2, duplicated bladder
Is the result of embryonic developmental disorders, caused by a part of the embryonic tail against the birth, often accompanied by postrectal duplication. It can be divided into left and right, anterior and posterior, or upper and lower two bladders, gourd-shaped or polycystic bladder. A group18Cases5About 0% with lower gastrointestinal duplication malformation, a group2In 0 cases of postrectal duplication malformation6About 0% have duplicated bladders. The incidence of associated with repeated external genitalia is also high. Urinary tract obstruction and infection symptoms may occur, and a treatment plan must be formulated after a comprehensive examination based on the condition of bladder lesions and other specific congenital abnormalities of organs, including relieving urinary tract obstruction, retaining bladder function,整形 and correction of external genitalia, and correction of digestive tract malformations, etc.
3, bladder diverticula
Due to the presence of localized congenital weakness in the bladder wall, and the presence of obstructive factors in the lower urinary tract during fetal development, the intravesical pressure increases, leading to the突出 of the detrusor muscle bundles between the bladder wall and the formation of diverticula. But there are also cases where there is no anatomical obstruction in the bladder neck and urethra. Therefore, its formation is related to the abnormal arrangement of bladder muscle fibers. It is more common in men and is often solitary, most of which are located near the ureteral orifice. After the diverticulum is formed, it fills up each time it urinates and gradually increases in size.
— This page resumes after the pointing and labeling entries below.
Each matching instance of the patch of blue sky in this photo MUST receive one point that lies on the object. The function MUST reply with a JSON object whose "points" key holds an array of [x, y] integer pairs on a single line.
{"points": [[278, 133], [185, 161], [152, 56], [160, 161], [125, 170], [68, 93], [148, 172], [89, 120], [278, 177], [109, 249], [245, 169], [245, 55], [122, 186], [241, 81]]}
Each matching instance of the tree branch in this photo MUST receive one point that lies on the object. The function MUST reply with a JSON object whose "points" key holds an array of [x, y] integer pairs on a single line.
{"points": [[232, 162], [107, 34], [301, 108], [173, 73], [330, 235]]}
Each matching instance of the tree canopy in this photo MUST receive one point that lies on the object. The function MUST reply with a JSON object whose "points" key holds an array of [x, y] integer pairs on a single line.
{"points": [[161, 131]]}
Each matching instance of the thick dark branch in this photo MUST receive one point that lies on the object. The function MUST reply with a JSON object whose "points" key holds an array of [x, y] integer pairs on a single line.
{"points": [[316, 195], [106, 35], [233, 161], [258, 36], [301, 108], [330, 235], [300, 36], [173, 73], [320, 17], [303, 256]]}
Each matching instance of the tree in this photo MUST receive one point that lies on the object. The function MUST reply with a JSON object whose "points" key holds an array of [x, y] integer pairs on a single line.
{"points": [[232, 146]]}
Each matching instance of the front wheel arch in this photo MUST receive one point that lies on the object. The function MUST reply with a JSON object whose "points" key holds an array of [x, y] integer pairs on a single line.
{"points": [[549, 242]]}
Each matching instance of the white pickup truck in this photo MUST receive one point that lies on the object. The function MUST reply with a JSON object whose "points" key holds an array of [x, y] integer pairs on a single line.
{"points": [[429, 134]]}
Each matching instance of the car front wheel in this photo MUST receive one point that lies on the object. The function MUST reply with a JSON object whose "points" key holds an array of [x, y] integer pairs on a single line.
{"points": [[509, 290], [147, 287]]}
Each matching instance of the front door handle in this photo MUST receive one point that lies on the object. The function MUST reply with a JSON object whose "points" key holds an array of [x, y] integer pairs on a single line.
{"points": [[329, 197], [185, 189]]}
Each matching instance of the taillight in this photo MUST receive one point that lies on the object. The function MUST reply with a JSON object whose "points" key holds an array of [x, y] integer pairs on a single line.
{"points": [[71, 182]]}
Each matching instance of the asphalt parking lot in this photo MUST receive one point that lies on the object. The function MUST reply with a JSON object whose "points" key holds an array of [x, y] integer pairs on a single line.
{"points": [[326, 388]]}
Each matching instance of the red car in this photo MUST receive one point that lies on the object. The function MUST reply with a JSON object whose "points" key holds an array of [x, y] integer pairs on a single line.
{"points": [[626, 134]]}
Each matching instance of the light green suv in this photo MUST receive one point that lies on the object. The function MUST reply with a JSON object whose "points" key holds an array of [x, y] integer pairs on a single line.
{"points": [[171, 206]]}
Over time, the ureter is brought into the diverticulum, causing the submucosal segment and the interstitial segment of the oblique ureter to disappear, resulting in vesicoureteral reflux. Bladder diverticula are often discovered after further urological examination due to urinary tract infection or difficulty in urination. The diagnosis mainly relies on urography, which can show the shape and location of the bladder diverticula. If necessary, supplemented by cystoscopy. The treatment is mainly to relieve lower urinary tract obstruction, control infection, and perform diverticulectomy, or add urinary bladder ureteral reanastomosis to prevent reflux.
4, cystocele
The cystocele and urethral cleft complex malformation is at the embryonic stage4~10At the same time, developmental abnormalities caused by the excessive development of the cloacal membrane prevent the migration of mesenchymal tissue and the normal development of the lower abdominal wall. The time and location of the rupture of the cloacal membrane are different, resulting in a series of malformations from the glans urethral cleft to the cloacal inversion. The typical bladder exstrophy is only a part of this kind of malformation, accounting for about5About 0%, with an incidence rate accounting for about 0% of newborns.1/1~5Ten thousand, and men are twice as many as women, and the risk of inversion in their offspring is higher than that in the normal population.500 times, but the genetic type has not been determined yet.